Navigating the misinformation around genomics
Mhy-Lanie Adduru, M.D. for Predictiv Middle East
While the field of genomics might have seemed like a construct of science fiction in the early 90s, the Human Genome Project and recent technological advances have taught us otherwise.
Still, due to some bad actors in the field, there has been some distrust in the industry.
“Our greatest challenge is that people think that it's ‘too good to be true,’” Mhy-Lanie notes. “Remember Theranos?”
Theranos was an infamous American biotech startup that made empty promises about making it possible to perform hundreds of medical tests from a single drop of blood. Ultimately, things didn’t work out well for them, and this led to a lot of scepticism about genomics.

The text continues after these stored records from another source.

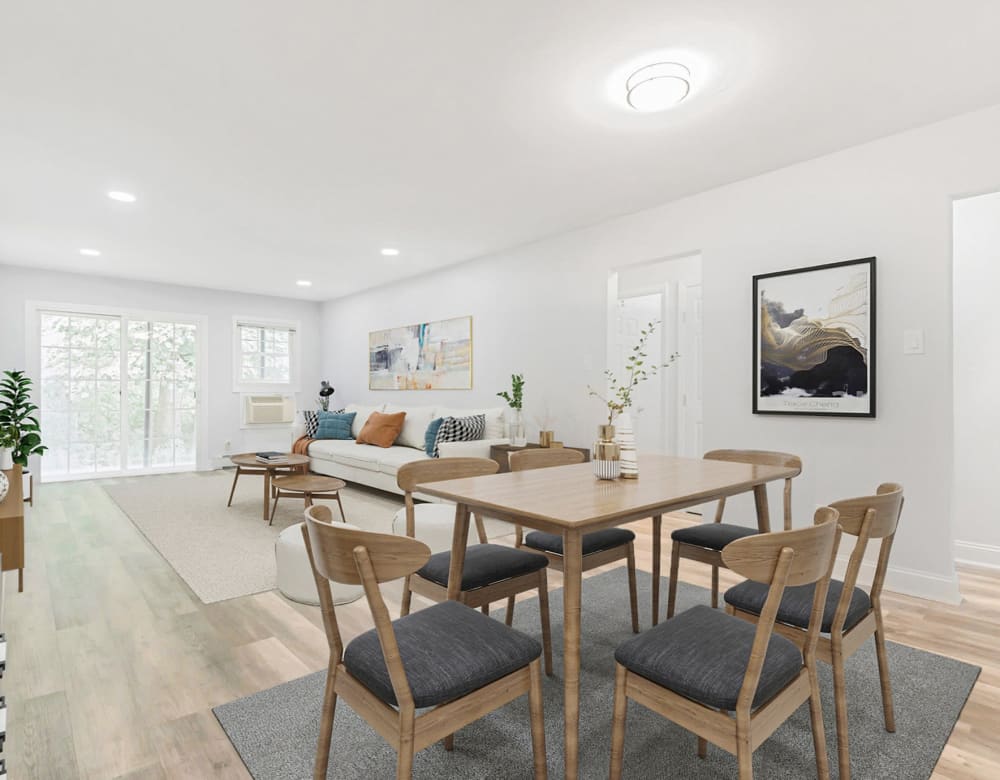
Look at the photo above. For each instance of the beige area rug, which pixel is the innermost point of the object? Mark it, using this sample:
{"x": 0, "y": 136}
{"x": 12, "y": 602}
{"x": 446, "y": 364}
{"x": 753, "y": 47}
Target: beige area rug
{"x": 220, "y": 552}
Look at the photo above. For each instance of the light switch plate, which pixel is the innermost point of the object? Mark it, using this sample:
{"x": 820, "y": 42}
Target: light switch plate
{"x": 913, "y": 342}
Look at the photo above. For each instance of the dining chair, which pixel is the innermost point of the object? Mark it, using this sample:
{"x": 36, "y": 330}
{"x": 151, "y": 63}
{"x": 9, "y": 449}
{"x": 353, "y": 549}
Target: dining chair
{"x": 850, "y": 615}
{"x": 697, "y": 668}
{"x": 448, "y": 658}
{"x": 705, "y": 542}
{"x": 492, "y": 572}
{"x": 599, "y": 547}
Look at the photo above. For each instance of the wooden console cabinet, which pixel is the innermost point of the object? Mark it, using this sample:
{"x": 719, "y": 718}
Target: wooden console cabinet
{"x": 12, "y": 526}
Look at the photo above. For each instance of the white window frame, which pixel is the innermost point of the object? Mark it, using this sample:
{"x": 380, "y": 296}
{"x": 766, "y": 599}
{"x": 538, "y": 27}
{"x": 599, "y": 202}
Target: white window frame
{"x": 33, "y": 337}
{"x": 291, "y": 387}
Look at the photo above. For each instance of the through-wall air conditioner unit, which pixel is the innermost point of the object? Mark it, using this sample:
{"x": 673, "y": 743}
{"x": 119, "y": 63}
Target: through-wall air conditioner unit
{"x": 268, "y": 409}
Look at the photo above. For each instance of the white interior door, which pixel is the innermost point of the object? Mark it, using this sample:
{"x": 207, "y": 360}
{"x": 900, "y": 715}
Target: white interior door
{"x": 689, "y": 429}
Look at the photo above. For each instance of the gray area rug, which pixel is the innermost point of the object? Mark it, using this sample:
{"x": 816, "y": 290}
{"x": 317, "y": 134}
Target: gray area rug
{"x": 224, "y": 552}
{"x": 275, "y": 730}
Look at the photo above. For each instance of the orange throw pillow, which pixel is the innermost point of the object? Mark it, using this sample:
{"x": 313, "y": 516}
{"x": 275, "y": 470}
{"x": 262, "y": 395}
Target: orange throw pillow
{"x": 381, "y": 429}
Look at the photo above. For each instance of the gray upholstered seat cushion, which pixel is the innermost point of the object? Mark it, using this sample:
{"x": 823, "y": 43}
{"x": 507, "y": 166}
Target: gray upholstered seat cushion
{"x": 484, "y": 565}
{"x": 592, "y": 542}
{"x": 796, "y": 603}
{"x": 448, "y": 650}
{"x": 712, "y": 535}
{"x": 703, "y": 654}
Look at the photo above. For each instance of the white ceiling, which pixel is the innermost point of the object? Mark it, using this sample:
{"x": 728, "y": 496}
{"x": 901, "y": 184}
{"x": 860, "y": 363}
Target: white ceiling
{"x": 270, "y": 142}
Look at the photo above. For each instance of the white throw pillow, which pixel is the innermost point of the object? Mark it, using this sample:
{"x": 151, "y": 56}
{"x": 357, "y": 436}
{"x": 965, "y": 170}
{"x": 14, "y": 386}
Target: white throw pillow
{"x": 414, "y": 424}
{"x": 362, "y": 413}
{"x": 496, "y": 425}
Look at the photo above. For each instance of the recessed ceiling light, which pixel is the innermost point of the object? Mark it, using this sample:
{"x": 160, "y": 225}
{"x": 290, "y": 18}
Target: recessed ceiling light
{"x": 658, "y": 86}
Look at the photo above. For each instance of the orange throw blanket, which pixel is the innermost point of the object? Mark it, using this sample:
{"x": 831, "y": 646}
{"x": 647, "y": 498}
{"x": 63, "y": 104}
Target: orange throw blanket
{"x": 301, "y": 446}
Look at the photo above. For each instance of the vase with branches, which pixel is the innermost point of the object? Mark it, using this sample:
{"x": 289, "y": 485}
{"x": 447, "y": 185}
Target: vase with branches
{"x": 515, "y": 400}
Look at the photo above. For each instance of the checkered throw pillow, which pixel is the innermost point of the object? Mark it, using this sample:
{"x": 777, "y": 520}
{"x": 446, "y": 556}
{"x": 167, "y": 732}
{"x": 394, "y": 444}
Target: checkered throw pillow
{"x": 460, "y": 429}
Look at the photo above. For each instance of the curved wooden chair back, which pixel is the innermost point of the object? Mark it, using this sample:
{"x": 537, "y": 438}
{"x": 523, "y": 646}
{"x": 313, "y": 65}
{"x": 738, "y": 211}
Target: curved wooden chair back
{"x": 868, "y": 517}
{"x": 781, "y": 559}
{"x": 351, "y": 556}
{"x": 438, "y": 469}
{"x": 543, "y": 458}
{"x": 761, "y": 458}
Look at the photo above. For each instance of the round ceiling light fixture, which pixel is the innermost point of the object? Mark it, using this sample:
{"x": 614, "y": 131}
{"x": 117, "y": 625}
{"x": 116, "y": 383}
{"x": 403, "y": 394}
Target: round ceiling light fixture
{"x": 658, "y": 86}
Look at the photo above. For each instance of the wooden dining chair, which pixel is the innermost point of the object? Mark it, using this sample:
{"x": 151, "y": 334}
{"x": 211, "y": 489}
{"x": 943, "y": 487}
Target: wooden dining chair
{"x": 448, "y": 657}
{"x": 705, "y": 542}
{"x": 492, "y": 572}
{"x": 850, "y": 614}
{"x": 700, "y": 666}
{"x": 599, "y": 547}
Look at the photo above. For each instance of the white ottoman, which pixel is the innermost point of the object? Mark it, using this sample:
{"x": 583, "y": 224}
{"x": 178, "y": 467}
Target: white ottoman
{"x": 295, "y": 577}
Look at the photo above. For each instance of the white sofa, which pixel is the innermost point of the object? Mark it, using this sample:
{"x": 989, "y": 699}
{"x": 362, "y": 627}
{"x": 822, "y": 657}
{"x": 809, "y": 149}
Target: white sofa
{"x": 376, "y": 467}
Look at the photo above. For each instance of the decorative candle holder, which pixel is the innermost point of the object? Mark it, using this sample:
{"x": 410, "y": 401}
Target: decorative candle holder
{"x": 606, "y": 454}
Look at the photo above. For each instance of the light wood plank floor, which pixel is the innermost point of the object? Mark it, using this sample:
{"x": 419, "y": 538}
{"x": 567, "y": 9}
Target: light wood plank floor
{"x": 114, "y": 665}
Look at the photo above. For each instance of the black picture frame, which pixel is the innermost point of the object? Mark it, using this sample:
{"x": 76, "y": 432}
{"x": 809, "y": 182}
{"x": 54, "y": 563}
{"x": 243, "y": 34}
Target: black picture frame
{"x": 795, "y": 380}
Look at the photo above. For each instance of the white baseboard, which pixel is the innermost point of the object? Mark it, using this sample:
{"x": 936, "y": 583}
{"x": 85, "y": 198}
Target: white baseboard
{"x": 976, "y": 554}
{"x": 909, "y": 582}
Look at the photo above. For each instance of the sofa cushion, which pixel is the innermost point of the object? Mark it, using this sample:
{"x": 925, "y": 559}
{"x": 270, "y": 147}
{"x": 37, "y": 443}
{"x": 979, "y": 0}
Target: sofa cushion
{"x": 496, "y": 426}
{"x": 460, "y": 429}
{"x": 362, "y": 412}
{"x": 415, "y": 424}
{"x": 334, "y": 426}
{"x": 346, "y": 452}
{"x": 381, "y": 429}
{"x": 390, "y": 459}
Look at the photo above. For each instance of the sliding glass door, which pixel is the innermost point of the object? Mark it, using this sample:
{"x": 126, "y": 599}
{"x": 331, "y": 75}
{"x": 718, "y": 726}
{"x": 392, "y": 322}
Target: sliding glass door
{"x": 119, "y": 394}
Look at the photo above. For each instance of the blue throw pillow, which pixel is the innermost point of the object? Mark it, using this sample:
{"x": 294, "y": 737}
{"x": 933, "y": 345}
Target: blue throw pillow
{"x": 335, "y": 426}
{"x": 430, "y": 438}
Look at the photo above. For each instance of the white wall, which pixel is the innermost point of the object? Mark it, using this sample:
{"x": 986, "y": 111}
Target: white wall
{"x": 977, "y": 378}
{"x": 222, "y": 419}
{"x": 541, "y": 309}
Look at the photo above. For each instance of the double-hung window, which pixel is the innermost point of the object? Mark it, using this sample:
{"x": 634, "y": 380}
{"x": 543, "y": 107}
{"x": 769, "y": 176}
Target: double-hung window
{"x": 266, "y": 356}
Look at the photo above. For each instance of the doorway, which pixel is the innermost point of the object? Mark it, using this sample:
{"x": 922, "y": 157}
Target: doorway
{"x": 667, "y": 408}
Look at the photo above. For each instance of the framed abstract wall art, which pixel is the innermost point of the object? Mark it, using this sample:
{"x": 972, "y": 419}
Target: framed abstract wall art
{"x": 429, "y": 356}
{"x": 814, "y": 340}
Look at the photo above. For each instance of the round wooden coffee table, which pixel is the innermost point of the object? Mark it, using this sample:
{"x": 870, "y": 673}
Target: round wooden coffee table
{"x": 247, "y": 463}
{"x": 308, "y": 487}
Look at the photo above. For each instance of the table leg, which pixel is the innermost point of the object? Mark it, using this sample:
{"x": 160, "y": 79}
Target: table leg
{"x": 657, "y": 529}
{"x": 572, "y": 581}
{"x": 459, "y": 539}
{"x": 232, "y": 492}
{"x": 763, "y": 516}
{"x": 267, "y": 492}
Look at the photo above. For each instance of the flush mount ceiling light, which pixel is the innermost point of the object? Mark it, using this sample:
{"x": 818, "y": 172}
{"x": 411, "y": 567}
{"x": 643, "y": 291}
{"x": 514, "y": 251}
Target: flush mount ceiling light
{"x": 658, "y": 86}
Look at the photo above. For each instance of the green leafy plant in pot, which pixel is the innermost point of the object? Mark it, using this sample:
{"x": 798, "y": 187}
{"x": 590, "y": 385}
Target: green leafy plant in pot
{"x": 19, "y": 429}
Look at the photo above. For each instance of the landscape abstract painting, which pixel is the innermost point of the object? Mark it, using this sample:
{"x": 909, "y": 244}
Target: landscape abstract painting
{"x": 428, "y": 356}
{"x": 814, "y": 340}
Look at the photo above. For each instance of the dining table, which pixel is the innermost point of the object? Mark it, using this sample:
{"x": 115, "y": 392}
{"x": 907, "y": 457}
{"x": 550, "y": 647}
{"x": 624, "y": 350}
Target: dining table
{"x": 571, "y": 501}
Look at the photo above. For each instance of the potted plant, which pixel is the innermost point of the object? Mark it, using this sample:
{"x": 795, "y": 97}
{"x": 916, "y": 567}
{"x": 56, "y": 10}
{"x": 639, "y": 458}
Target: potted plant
{"x": 515, "y": 400}
{"x": 17, "y": 418}
{"x": 619, "y": 400}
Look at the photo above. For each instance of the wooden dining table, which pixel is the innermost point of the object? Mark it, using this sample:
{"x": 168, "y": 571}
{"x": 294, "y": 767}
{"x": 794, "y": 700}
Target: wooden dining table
{"x": 570, "y": 501}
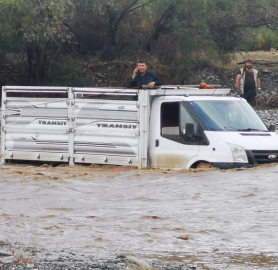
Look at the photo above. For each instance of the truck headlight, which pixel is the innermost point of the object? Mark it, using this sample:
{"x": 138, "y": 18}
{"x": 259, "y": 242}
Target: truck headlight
{"x": 239, "y": 153}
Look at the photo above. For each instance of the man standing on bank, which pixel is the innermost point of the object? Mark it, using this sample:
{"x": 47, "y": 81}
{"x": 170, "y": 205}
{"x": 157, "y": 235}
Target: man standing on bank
{"x": 248, "y": 82}
{"x": 142, "y": 78}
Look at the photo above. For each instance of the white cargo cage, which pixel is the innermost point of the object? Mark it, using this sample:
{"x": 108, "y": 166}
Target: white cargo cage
{"x": 126, "y": 127}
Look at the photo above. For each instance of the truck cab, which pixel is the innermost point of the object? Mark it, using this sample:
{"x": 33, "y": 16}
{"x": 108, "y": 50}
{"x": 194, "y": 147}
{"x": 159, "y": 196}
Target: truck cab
{"x": 224, "y": 131}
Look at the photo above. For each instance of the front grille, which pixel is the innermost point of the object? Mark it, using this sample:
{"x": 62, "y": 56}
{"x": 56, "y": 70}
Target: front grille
{"x": 262, "y": 156}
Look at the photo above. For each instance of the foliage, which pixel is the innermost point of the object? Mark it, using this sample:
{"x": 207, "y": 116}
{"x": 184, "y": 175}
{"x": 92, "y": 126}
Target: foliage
{"x": 180, "y": 35}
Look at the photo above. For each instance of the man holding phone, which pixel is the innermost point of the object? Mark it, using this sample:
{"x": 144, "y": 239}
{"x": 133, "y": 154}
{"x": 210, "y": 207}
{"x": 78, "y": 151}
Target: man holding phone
{"x": 142, "y": 78}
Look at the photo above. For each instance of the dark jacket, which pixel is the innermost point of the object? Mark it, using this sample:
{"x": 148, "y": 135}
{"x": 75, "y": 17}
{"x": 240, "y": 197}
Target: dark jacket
{"x": 141, "y": 80}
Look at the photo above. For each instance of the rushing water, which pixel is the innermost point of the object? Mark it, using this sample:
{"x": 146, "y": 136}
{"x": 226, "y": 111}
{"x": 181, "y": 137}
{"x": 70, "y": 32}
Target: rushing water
{"x": 214, "y": 218}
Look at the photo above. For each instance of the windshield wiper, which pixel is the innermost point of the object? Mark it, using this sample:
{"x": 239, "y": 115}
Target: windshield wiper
{"x": 251, "y": 129}
{"x": 231, "y": 128}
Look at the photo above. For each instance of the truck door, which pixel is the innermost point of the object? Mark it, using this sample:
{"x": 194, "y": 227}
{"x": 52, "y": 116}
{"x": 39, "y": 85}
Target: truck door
{"x": 169, "y": 146}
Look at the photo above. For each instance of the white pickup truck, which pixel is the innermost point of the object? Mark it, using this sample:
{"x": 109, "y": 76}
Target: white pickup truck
{"x": 170, "y": 127}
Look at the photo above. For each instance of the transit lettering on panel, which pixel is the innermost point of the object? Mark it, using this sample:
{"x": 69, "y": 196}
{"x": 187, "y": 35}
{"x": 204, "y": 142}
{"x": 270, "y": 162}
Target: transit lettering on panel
{"x": 124, "y": 126}
{"x": 53, "y": 123}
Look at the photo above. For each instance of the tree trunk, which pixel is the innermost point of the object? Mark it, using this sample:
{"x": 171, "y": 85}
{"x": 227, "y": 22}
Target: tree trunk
{"x": 36, "y": 59}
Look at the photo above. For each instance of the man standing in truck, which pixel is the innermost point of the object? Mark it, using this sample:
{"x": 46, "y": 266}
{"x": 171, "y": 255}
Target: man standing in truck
{"x": 248, "y": 82}
{"x": 142, "y": 78}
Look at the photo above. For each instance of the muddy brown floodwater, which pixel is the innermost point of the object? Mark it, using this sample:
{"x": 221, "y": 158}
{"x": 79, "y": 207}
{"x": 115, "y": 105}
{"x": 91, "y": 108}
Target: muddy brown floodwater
{"x": 205, "y": 217}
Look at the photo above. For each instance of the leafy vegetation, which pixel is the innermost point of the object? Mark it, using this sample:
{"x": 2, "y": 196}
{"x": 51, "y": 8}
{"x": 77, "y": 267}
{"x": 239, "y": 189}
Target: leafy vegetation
{"x": 51, "y": 41}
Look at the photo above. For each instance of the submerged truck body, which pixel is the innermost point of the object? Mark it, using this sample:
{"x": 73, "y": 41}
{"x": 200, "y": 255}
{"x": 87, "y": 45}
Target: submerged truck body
{"x": 170, "y": 127}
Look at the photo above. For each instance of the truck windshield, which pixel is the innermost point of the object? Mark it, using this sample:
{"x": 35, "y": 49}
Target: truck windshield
{"x": 227, "y": 115}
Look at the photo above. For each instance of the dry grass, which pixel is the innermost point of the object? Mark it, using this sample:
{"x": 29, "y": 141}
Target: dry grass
{"x": 271, "y": 56}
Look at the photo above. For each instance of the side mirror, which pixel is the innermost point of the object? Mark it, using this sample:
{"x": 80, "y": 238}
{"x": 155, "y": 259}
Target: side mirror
{"x": 189, "y": 132}
{"x": 272, "y": 128}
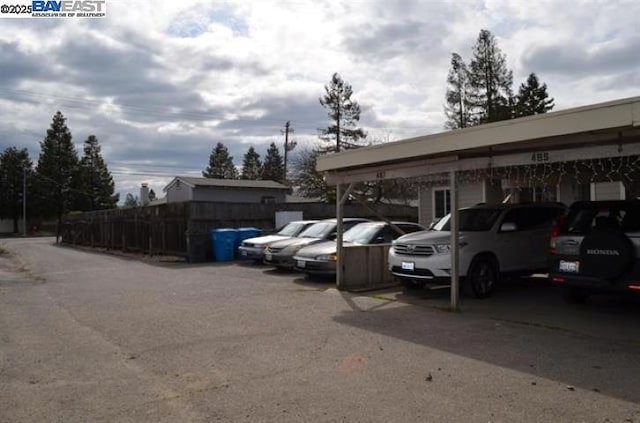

Predictiv’s pitch, to some ears, could ring of more of the same: One fingernail, your entire DNA sequenced and tested for susceptibility to more than 22,000 diseases and 780 drugs.
“It sounds similar,” Mhy-Lanie says.
But in the case of Predictiv, its technology is different, she says. This is because the startup’s technology is backed by verified scientific processes.
“The fingernail is composed of a protein called keratin, which has a disulfide bond,” Mhy-Lanie explains. “If you break this double bond, you can extract DNA from it and then perform analysis.” Couple this with the fact that Predictiv’s technology has been in development for multiple years, and it’s clear that, unlike Theranos, there is actual science behind its offering.
Additionally, Predictiv maintains transparency and ethical conduct by giving their clients full control of their genetic data and leaving it up to them to decide who to share it with.
Expansion to Abu Dhabi
After witnessing the success of their company, Predictiv has recently expanded operations to the Middle East, with the support of Plug and Play Abu Dhabi, the UAE branch of one of the world's largest early-stage startup support platforms. The support entity has also accepted the US startup into its MENA HealthTech Accelerator, the region’s first of its kind.
Finding a new home at Abu Dhabi’s Hub71, after also being accepted in its H2 2021 cohort of startups, Predictiv’s time here has been quite productive.
“Personally, Dr. Louiza, Sion, Nikita, Babak, and Faris really welcomed us as a family,” Sajung notes on the support his company received from the Plug and Play Abu Dhabi team, which also included access to a wide scope of industry contacts and investors.
Sajung also highlights the support Predictiv received from the Department of Health - Abu Dhabi and the Abu Dhabi Investment Office, in addition to the funding received from the UAE government.
Today, Predictiv has corporate partners in the US, Latin America, India, and England, among others.
It has raised a total of $1.15 million at the Seed stage, with a planned round of $3 million in the works.